With the help of Bangladesh Agricultural Research Institute (BARI), 125 farmers in Gaidghat village in Bagherpara upazila village now use 'pheromone trap' and 'beneficial insects' instead of heavy doses of pesticide.

They are growing vegetables on 32 acres with the new methods, possibly the first organised effort in the country to produce 'safe and natural' vegetables.

A Dhaka-based NGO, Jubok Agro-Biotech Limited (JAL), helped them in the venture.

The farmers are being doubly benefited by the newly innovated technology. The cost of production is less but the items are sold at prices higher than those produced by using pesticides. The prices are at least 15 per cent higher than other vegetables.

On every Tuesday and Friday, the farmers bring the vegetables to the Agriculture Technology Implementation Center (ATIC) at Gaidghat village. After weighing and packaging, truckloads of the vegetables leave for markets in Dhaka.

"We are really overwhelmed. We are earning more while supplying safe vegetables and saving people from health hazards", farmer Ayub Hossain told this correspondent at Gaidghat village.

BARI in 2001 took up a programme styled Integrated Pest Management (IPM) to discourage farmers to use harmful pesticides. At first, its scientists introduced 'pheromone trap', made with a plastic bottle. The bottle is half filled with water and then pheromonean artificial sex-hormone of female insectsis put inside it. Pheromone's smell attracts insects and kills those. Farmers could control fruit-borer insects by using the pheromone trap.

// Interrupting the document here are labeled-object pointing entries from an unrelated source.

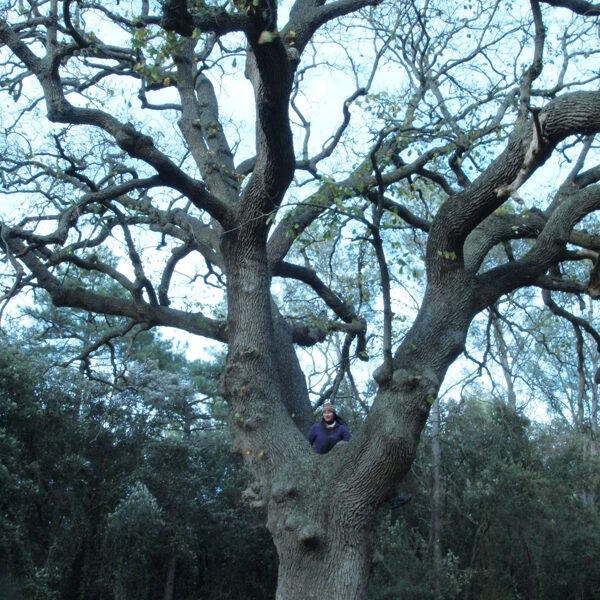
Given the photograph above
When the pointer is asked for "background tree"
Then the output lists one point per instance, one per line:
(462, 105)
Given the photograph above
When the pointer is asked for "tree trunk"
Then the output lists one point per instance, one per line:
(321, 509)
(170, 580)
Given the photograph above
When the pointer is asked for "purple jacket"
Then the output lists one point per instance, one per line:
(323, 440)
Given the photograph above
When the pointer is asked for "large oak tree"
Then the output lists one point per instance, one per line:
(461, 106)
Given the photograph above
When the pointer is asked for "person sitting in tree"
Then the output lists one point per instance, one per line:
(325, 434)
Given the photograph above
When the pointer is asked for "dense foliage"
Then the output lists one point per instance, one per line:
(105, 496)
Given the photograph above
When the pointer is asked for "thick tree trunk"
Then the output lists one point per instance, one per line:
(321, 509)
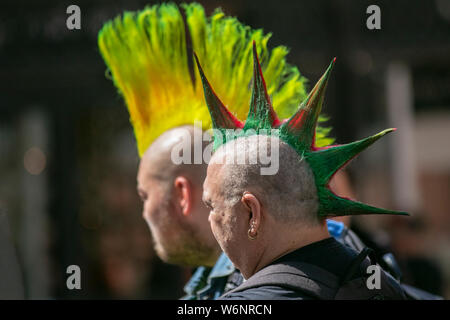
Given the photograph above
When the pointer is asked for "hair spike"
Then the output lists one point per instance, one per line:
(147, 55)
(299, 133)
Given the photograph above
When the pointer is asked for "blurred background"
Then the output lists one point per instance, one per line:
(68, 159)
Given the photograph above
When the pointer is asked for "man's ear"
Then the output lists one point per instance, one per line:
(252, 204)
(184, 193)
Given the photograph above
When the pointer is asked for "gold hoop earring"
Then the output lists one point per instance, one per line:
(250, 236)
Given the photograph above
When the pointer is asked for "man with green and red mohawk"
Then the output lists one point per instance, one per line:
(273, 226)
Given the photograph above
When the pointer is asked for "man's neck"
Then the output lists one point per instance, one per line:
(284, 240)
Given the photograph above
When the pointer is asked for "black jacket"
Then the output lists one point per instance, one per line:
(322, 270)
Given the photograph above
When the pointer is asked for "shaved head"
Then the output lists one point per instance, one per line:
(290, 194)
(172, 193)
(158, 157)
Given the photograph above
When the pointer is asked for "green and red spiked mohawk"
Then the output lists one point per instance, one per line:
(299, 132)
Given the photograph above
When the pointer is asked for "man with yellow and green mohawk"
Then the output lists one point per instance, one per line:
(273, 226)
(151, 64)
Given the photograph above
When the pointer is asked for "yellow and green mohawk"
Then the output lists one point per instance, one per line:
(299, 132)
(147, 55)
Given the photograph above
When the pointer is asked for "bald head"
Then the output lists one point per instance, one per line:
(160, 159)
(171, 191)
(289, 194)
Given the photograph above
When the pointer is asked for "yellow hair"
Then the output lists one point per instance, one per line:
(146, 53)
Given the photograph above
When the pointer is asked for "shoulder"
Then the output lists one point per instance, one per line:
(267, 293)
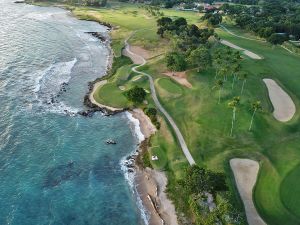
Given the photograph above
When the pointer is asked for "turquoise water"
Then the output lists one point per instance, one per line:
(54, 165)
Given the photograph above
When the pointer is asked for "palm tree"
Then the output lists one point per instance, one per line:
(254, 106)
(243, 76)
(233, 104)
(219, 85)
(236, 68)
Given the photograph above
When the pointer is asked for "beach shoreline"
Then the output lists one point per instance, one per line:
(148, 185)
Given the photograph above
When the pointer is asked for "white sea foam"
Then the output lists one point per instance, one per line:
(135, 125)
(129, 176)
(54, 75)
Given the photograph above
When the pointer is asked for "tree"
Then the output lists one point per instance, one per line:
(136, 94)
(200, 57)
(243, 76)
(175, 61)
(277, 39)
(219, 85)
(199, 180)
(254, 106)
(233, 104)
(236, 67)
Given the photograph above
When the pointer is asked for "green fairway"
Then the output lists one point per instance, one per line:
(111, 95)
(170, 86)
(204, 123)
(290, 190)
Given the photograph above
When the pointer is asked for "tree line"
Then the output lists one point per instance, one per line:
(276, 21)
(190, 47)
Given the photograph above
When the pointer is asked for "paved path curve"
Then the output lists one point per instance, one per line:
(159, 106)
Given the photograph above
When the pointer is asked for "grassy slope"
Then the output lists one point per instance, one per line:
(282, 151)
(206, 124)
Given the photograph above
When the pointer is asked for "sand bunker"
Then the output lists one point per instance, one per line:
(284, 107)
(179, 77)
(245, 51)
(245, 173)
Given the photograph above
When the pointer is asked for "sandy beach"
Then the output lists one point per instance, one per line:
(151, 184)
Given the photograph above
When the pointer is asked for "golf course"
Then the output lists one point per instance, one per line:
(201, 111)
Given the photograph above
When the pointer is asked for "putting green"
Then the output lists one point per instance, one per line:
(111, 95)
(290, 191)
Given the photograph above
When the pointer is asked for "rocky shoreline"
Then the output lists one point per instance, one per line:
(149, 184)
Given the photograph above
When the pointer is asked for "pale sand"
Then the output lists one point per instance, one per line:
(245, 51)
(179, 77)
(137, 51)
(151, 188)
(151, 184)
(284, 107)
(146, 126)
(92, 99)
(245, 173)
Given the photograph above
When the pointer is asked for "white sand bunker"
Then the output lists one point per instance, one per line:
(284, 107)
(245, 173)
(245, 51)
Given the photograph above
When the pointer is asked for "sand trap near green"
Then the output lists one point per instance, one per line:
(284, 107)
(245, 173)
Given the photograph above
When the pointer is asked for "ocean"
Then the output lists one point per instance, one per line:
(55, 167)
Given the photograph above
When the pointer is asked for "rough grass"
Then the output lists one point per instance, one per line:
(206, 124)
(290, 191)
(170, 86)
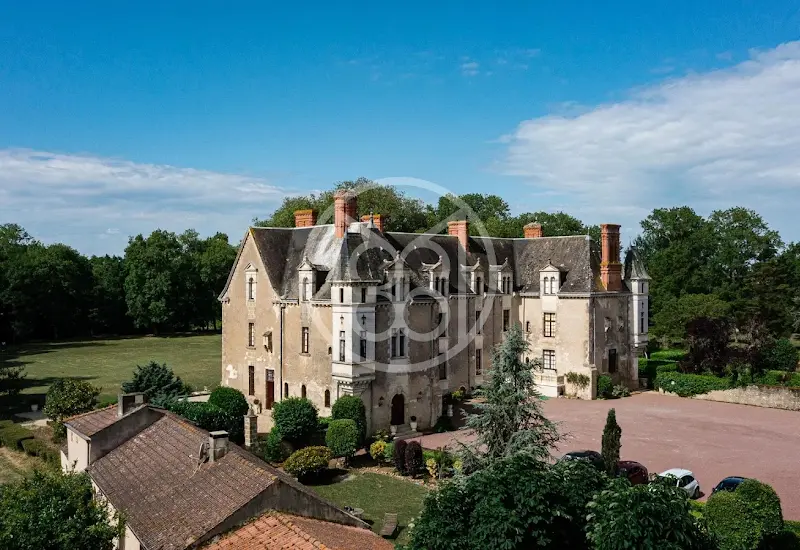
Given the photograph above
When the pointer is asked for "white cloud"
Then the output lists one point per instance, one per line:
(96, 203)
(713, 140)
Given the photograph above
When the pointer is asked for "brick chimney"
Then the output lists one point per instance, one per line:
(345, 204)
(377, 219)
(460, 229)
(610, 266)
(217, 445)
(305, 218)
(532, 230)
(126, 402)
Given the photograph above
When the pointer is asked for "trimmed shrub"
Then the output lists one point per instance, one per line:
(414, 461)
(377, 450)
(604, 386)
(744, 518)
(211, 418)
(782, 355)
(342, 438)
(272, 448)
(296, 419)
(687, 385)
(13, 436)
(308, 462)
(351, 407)
(229, 399)
(36, 447)
(399, 457)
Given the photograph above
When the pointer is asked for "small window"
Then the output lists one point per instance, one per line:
(612, 361)
(362, 345)
(549, 325)
(251, 335)
(251, 288)
(549, 359)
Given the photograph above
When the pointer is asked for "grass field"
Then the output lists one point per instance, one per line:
(377, 494)
(109, 362)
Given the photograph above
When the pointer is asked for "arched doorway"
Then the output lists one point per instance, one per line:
(398, 410)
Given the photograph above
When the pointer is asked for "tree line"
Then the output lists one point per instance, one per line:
(729, 264)
(164, 282)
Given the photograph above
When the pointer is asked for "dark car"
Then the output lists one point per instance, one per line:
(634, 471)
(592, 457)
(728, 484)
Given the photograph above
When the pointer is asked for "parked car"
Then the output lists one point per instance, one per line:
(634, 471)
(728, 484)
(684, 479)
(592, 457)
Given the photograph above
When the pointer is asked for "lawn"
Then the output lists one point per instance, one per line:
(109, 362)
(377, 494)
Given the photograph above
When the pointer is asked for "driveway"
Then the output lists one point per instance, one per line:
(714, 440)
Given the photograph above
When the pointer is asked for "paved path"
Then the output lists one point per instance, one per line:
(714, 440)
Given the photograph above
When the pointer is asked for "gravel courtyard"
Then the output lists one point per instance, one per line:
(714, 440)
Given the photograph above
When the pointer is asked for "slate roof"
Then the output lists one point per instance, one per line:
(92, 422)
(168, 500)
(276, 531)
(282, 250)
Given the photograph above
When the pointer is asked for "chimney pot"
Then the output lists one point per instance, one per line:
(532, 230)
(217, 445)
(610, 266)
(305, 218)
(345, 205)
(460, 229)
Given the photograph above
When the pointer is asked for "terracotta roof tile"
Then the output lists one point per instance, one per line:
(277, 531)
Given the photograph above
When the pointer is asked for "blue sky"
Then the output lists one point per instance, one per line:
(115, 121)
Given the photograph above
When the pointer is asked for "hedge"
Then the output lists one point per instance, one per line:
(12, 436)
(745, 518)
(309, 461)
(342, 438)
(687, 385)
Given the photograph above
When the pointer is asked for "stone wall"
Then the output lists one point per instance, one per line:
(774, 397)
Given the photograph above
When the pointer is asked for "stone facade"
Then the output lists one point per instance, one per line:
(403, 320)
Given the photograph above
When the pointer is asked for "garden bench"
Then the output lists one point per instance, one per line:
(389, 525)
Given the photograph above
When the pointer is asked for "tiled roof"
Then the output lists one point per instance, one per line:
(92, 422)
(170, 501)
(276, 531)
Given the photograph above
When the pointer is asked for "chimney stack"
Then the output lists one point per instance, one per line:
(345, 204)
(126, 402)
(532, 230)
(217, 445)
(377, 219)
(305, 218)
(460, 229)
(610, 266)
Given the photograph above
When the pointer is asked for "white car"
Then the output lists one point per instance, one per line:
(684, 479)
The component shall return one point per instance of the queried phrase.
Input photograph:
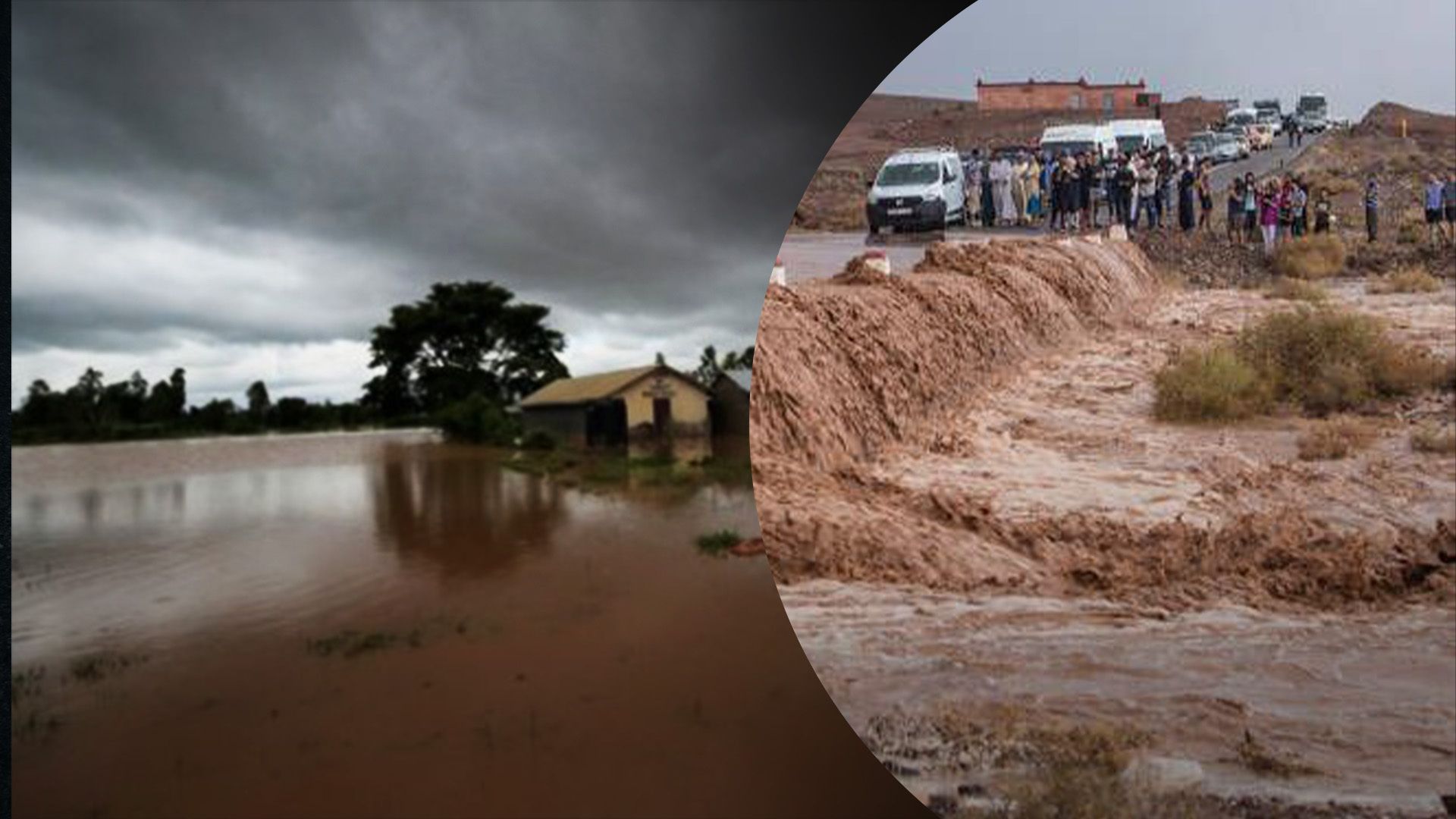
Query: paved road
(823, 254)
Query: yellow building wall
(689, 404)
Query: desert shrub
(1435, 439)
(478, 420)
(1327, 360)
(1270, 761)
(1334, 439)
(1209, 385)
(1310, 257)
(1296, 290)
(1405, 280)
(1318, 359)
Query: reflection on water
(514, 632)
(471, 518)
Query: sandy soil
(987, 516)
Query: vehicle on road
(1201, 146)
(1269, 111)
(1241, 139)
(1226, 148)
(919, 188)
(1261, 136)
(1078, 139)
(1138, 134)
(1312, 112)
(1241, 117)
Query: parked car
(919, 188)
(1241, 139)
(1138, 134)
(1201, 146)
(1261, 136)
(1226, 148)
(1057, 140)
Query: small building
(1060, 95)
(730, 404)
(642, 404)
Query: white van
(1057, 140)
(1242, 117)
(919, 188)
(1138, 134)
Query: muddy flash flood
(383, 624)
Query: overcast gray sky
(1357, 52)
(243, 190)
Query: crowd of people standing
(1084, 191)
(1158, 188)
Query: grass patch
(354, 643)
(1310, 257)
(99, 665)
(1318, 359)
(1405, 280)
(1334, 439)
(1209, 385)
(718, 542)
(1327, 360)
(1435, 439)
(1296, 290)
(1270, 763)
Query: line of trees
(456, 360)
(133, 410)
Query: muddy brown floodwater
(388, 626)
(986, 539)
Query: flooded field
(1365, 700)
(1006, 570)
(383, 624)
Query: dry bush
(1326, 360)
(1310, 257)
(1209, 385)
(1296, 290)
(1334, 439)
(1405, 280)
(1435, 439)
(1269, 761)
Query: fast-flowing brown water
(383, 624)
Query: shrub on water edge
(1296, 290)
(1334, 439)
(1321, 360)
(718, 542)
(1207, 385)
(1310, 257)
(478, 420)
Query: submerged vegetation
(1310, 257)
(609, 468)
(718, 542)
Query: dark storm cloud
(286, 171)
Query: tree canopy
(463, 340)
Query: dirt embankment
(835, 199)
(941, 430)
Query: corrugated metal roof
(593, 388)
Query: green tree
(258, 401)
(462, 340)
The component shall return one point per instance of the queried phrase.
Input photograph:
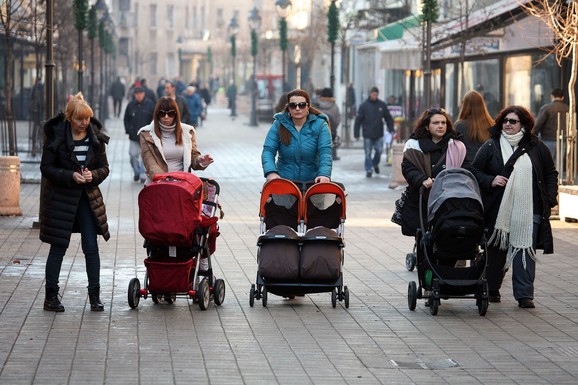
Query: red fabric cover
(168, 277)
(170, 209)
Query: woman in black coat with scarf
(74, 164)
(518, 182)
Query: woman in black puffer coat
(73, 164)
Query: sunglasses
(301, 105)
(434, 111)
(169, 113)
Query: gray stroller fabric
(452, 183)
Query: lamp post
(180, 55)
(254, 24)
(233, 30)
(283, 10)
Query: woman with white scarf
(168, 145)
(518, 182)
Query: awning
(394, 31)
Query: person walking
(298, 144)
(74, 164)
(169, 145)
(518, 183)
(232, 98)
(117, 91)
(473, 123)
(371, 115)
(138, 113)
(194, 104)
(326, 104)
(547, 120)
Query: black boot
(94, 297)
(51, 301)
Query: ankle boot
(94, 297)
(51, 301)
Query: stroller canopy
(452, 183)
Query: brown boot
(51, 301)
(94, 297)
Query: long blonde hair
(78, 108)
(475, 113)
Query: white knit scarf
(514, 225)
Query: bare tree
(562, 18)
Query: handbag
(396, 217)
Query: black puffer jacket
(489, 162)
(61, 194)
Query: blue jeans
(375, 144)
(88, 231)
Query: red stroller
(177, 218)
(301, 242)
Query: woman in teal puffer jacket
(298, 145)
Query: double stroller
(178, 220)
(300, 249)
(455, 231)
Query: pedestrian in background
(138, 113)
(518, 183)
(74, 164)
(326, 104)
(371, 115)
(473, 123)
(117, 91)
(547, 120)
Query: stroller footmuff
(455, 231)
(301, 242)
(177, 219)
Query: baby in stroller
(178, 220)
(454, 232)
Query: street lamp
(283, 10)
(254, 24)
(233, 30)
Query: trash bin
(10, 185)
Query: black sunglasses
(301, 105)
(433, 111)
(169, 113)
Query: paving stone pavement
(301, 341)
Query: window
(171, 16)
(153, 12)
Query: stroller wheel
(264, 296)
(410, 260)
(219, 292)
(252, 295)
(411, 295)
(204, 294)
(133, 293)
(334, 298)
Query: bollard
(397, 178)
(10, 185)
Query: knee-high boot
(94, 297)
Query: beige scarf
(514, 225)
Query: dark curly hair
(525, 116)
(420, 129)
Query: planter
(10, 185)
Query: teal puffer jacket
(307, 156)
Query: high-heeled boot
(51, 301)
(94, 297)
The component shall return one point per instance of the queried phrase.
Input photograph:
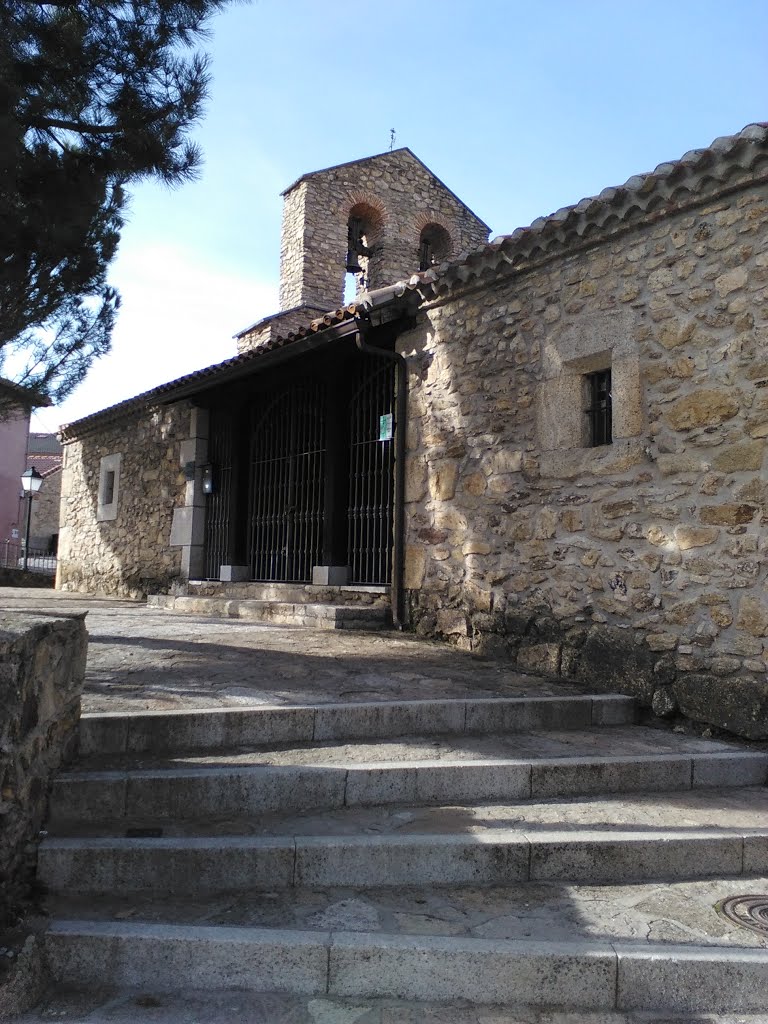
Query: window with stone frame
(598, 411)
(109, 487)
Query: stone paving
(271, 1008)
(143, 659)
(140, 658)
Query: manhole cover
(750, 911)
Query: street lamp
(31, 482)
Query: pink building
(15, 406)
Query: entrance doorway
(304, 471)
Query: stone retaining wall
(638, 566)
(123, 548)
(42, 667)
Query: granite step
(590, 975)
(315, 614)
(219, 728)
(420, 770)
(238, 1007)
(199, 865)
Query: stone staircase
(498, 860)
(283, 604)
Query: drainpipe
(398, 524)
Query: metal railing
(38, 559)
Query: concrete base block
(330, 576)
(235, 573)
(690, 979)
(410, 860)
(173, 957)
(574, 975)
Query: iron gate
(286, 500)
(219, 504)
(371, 483)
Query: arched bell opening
(365, 227)
(434, 246)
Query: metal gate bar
(372, 459)
(218, 510)
(286, 503)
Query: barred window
(599, 409)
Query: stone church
(549, 446)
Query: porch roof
(317, 332)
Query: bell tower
(369, 223)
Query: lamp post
(31, 481)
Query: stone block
(756, 853)
(444, 783)
(330, 576)
(411, 860)
(586, 776)
(690, 979)
(172, 957)
(187, 526)
(235, 573)
(631, 856)
(526, 714)
(194, 866)
(705, 408)
(577, 975)
(224, 793)
(387, 719)
(740, 705)
(731, 769)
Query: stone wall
(123, 547)
(45, 511)
(396, 198)
(42, 667)
(637, 566)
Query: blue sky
(520, 108)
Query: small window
(599, 410)
(109, 487)
(434, 246)
(109, 496)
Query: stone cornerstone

But to check the leaf and shoot-borers, they had to use pesticide to a limited scale.

This year, JAL came forward with some 'beneficial insects' produced in their laboratory to check the harmful 'leaf and shoot-borers'.

A total of 125 farmers used the 'beneficial insects' on their 32 acres of land and produced vegetables without using insecticides and toxic substances. Initially, JAL bought the vegetables from farmers and supplied those to kitchen markets in Dhaka. Now, farmers directly sell the vegetables to traders.

Talking to The Daily Star, Senior Scientific Officer Dr Sayed Nurul Alam of BARI said, "Marketing was one of the main barriers that has been removed by JAL. Farmers are now getting higher prices for their products following the laudable initiative by JAL".

JAL Director Serajul Islam expressed his optimism that they would be able to spread the new technology to other areas of the country within a short time so that farmers can shun use of harmful pesticides.